Arcaya & Asociados
Economist Intelligence Unit
October 10, 2007
With constitutional reforms still pending, Venezuelan authorities have focused in recent weeks on macroeconomic policymaking, and in particular on the continuing battle to control inflation. A plethora of heterodox measures have been undertaken this year in response to the upward drift of inflation above 20% at the beginning of 2007. For the most part, these have failed to tackle the fundamental causes of recent price pressures—a combination of extremely expansionary fiscal policy, exchange controls and domestic capacity constraints—but they are evidently having some beneficial impact in the short term.
An important component of the anti-inflation drive has been a combination of stricter price controls and stricter penalties for "hoarding and speculation". This has been generally intended as a means of combating now frequent shortages and black-market sales of basic foods such as milk, meat and sugar, which have come about as a result of a lack of price adjustments for controlled items. Producers now claim that their costs are higher than the fixed consumer price, which, combined with more general uncertainty over property rights, has proved a serious disincentive to investment in new domestic production.
Private healthcare services have in recent weeks become the government's latest target in its drive against "speculators". A sharp rise in incomes per head and the imposition of exchange controls has served to boost demand for private healthcare in the past two years. At the same time, President Hugo Chávez’s focus on the health policy "misiones" has, it is claimed, resulted in vastly improved health services in the poorest areas of the country, but at the expense of public hospitals serving a large chunk of the population. The latter facilities have deteriorated, while there has been little investment in new private facilities as a result of weak property rights protection.
The result has been a sharp rise in the price of healthcare services, which account for just over 4% of the consumer price index. In August, for example, the price of healthcare (including equipment and services) rose by 26% year on year, considerably above the 12% average increase registered in2006.
This has attracted the attention of government members, including President Chávez, who has threatened private facilities with expropriation if they do not heed the planned introduction of price controls. In mid-September representatives of the industry attempted to pre-empt a unilateral move by the government, presenting proposals for a 15% price reduction for a variety of the most common medical procedures to the National Assembly.

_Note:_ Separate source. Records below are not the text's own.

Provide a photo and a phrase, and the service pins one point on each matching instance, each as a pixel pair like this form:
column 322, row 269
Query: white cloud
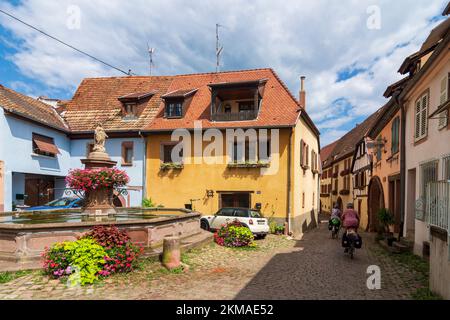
column 313, row 38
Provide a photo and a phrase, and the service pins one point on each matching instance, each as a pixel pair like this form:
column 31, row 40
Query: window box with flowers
column 171, row 165
column 249, row 164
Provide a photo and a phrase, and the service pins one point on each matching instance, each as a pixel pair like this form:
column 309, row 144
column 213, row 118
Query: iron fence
column 438, row 206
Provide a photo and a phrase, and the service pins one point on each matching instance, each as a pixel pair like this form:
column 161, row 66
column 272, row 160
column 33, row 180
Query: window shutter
column 443, row 116
column 417, row 114
column 423, row 119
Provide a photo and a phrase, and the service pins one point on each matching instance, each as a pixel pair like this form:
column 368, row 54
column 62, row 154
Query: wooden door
column 235, row 199
column 2, row 189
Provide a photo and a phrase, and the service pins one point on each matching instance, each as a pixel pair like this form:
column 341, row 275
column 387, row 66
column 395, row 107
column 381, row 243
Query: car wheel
column 204, row 225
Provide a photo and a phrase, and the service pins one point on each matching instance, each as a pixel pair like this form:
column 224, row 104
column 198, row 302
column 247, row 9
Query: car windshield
column 255, row 214
column 60, row 202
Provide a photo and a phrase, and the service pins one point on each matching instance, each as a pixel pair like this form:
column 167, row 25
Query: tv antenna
column 151, row 51
column 219, row 48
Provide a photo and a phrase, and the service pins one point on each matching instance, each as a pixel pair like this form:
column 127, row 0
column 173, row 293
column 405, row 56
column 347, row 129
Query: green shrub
column 80, row 260
column 148, row 203
column 234, row 235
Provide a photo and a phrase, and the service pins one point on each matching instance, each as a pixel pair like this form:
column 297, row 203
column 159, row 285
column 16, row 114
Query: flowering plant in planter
column 91, row 179
column 234, row 234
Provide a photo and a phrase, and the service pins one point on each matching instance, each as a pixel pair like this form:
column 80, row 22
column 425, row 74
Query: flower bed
column 171, row 165
column 257, row 164
column 91, row 179
column 234, row 234
column 98, row 254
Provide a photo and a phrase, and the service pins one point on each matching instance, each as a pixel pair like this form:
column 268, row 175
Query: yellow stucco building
column 277, row 170
column 349, row 170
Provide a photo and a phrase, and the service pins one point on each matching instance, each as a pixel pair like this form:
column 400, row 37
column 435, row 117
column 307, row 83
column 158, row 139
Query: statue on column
column 99, row 139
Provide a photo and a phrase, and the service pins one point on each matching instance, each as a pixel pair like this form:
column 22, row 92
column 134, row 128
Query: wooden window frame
column 89, row 148
column 127, row 145
column 162, row 151
column 169, row 102
column 37, row 151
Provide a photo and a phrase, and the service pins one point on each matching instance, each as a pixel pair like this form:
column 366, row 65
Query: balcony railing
column 235, row 116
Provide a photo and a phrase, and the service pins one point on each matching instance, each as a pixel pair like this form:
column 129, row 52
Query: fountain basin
column 25, row 235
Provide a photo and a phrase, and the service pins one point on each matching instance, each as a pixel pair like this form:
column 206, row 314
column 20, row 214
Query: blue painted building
column 38, row 147
column 34, row 151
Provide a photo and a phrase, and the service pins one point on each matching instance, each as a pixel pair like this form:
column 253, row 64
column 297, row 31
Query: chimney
column 302, row 95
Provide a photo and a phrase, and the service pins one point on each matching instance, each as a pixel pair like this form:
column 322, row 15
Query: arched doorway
column 118, row 201
column 376, row 202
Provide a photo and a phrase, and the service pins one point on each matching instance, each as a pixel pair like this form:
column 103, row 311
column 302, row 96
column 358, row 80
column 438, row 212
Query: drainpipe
column 402, row 162
column 289, row 182
column 144, row 168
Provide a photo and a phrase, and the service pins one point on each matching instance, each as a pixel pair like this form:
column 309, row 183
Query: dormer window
column 134, row 103
column 236, row 101
column 176, row 102
column 130, row 110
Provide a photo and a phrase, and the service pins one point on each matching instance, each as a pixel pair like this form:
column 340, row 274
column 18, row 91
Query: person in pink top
column 350, row 218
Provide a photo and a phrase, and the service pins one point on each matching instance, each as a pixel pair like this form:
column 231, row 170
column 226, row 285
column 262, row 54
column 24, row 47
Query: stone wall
column 23, row 246
column 439, row 263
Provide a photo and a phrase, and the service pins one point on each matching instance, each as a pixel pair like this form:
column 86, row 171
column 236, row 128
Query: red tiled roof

The initial reaction of the Assembly has been discouraging; the chair of a congressional committee examining the issue has stated that the government is looking instead at cuts of 25-30%. This is a figure that private hospitals suggest will impact on the quality of care.
A new bond issue
Other efforts at controlling inflation also continue. The Ministry of Finance relaunched the Bono del Sur III in late September, the latest in a series of joint bond issues with Argentina. The issue had to be postponed in August as a result of severe instability in global financial markets. As with previous issuance, the bonds are purchasable in local currency at the fixed exchange rate, making the bono an attractive tool for draining excess liquidity from the domestic financial system.
In early September the government also announced the arrival of new supplies of imported subsidised sugar and black beans, although local producers complain that such measures further weaken their competitiveness, exacerbating shortages in the long term.
Finally, the authorities are preparing for currency reform, another plank in the anti-inflation plan announced in January, which will entail removing three zeroes off the value of the currency and renaming it the bolívar fuerte (the strong bolívar). However, it is extremely unlikely that this in itself will have any beneficial impact on inflation.
Indeed, despite this combination of measures, the Economist Intelligence Unit forecasts year-end inflation of 18% this year, and 17% in 2008. We project double-digit inflation into the medium term as well.